When Anikka Burton was first diagnosed with breast cancer at age 33, she says she felt reassured as her loved ones sent bouquet after bouquet of flowers to her home and hospital room, according to the Guardian. But while the flowers withered, Burton’s hospital stay lengthened and she found herself wishing for practical gifts that would warm her in the chilly cancer ward or pamper her after chemotherapy treatment.
Inspired by the experience, Burton launched her own business, Not Another Bunch of Flowers, selling functional gifts as alternatives to flowers for the loved ones of chemotherapy patients.
“Flowers are the easy go-to option for any get well gift. Now all the joy has been taken out of them because it’s a reminder of being really sick,” Burton told the newspaper.
Burton’s site features hand-picked gifts and packages with accompanying descriptions that explain how the items are useful. Her “Chemo Care Package” contains Queasy Drops, candies that quell the nausea caused by chemo treatments, and a Bold Beanie, a cozy hat to protect bare heads from the cold.
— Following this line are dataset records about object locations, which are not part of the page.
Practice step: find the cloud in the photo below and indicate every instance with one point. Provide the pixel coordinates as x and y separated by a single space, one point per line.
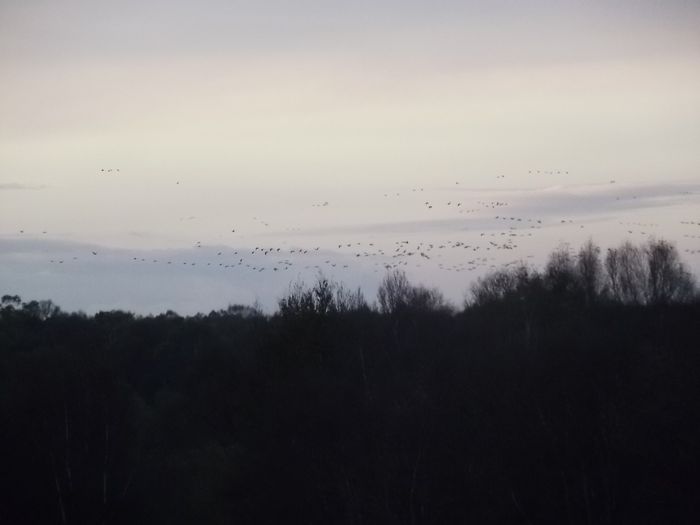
18 186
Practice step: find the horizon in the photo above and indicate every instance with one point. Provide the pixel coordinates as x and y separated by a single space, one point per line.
174 131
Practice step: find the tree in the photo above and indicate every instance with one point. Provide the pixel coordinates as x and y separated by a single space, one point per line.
668 280
589 270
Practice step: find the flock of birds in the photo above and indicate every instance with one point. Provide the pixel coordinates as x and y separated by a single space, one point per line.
474 250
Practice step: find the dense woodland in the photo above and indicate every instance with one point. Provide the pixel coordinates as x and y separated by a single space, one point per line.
566 395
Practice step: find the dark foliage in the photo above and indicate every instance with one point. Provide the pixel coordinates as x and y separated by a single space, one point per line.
564 396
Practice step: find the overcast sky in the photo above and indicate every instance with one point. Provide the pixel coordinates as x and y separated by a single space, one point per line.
251 116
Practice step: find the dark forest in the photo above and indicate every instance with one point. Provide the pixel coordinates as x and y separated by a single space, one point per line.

In her biography on the site, Burton writes that she received many “foodie” gifts such as wine, cheese and chocolate, that she could not enjoy due to dietary restrictions. Instead, she suggests sending dairy-free food items or toiletries with all-natural ingredients to help patients feel fresh during their hospital stay. A portion of all profits from the items are donated to charities that support cancer patients.
Though Burton’s cancer is in remission she continues to battle the side effects caused by the aggressive medicines she took. She runs the site from her home in Lindfield, West Sussex, in England.
Here at The Story Exchange, this isn’t the first time we’ve heard of illnesses inspiring entrepreneurs’ businesses. Katie Niemeyer of Austin, Texas, created her high-performance sweatband company Handana after a rare skin disease left her eyes extra-sensitive to moisture. And Julie DeFruscio of New York launched Pump Wear Inc., a diabetes supplies store with fun designs for kids, after her daughter was diagnosed with Type 1 diabetes at age 2 1/2.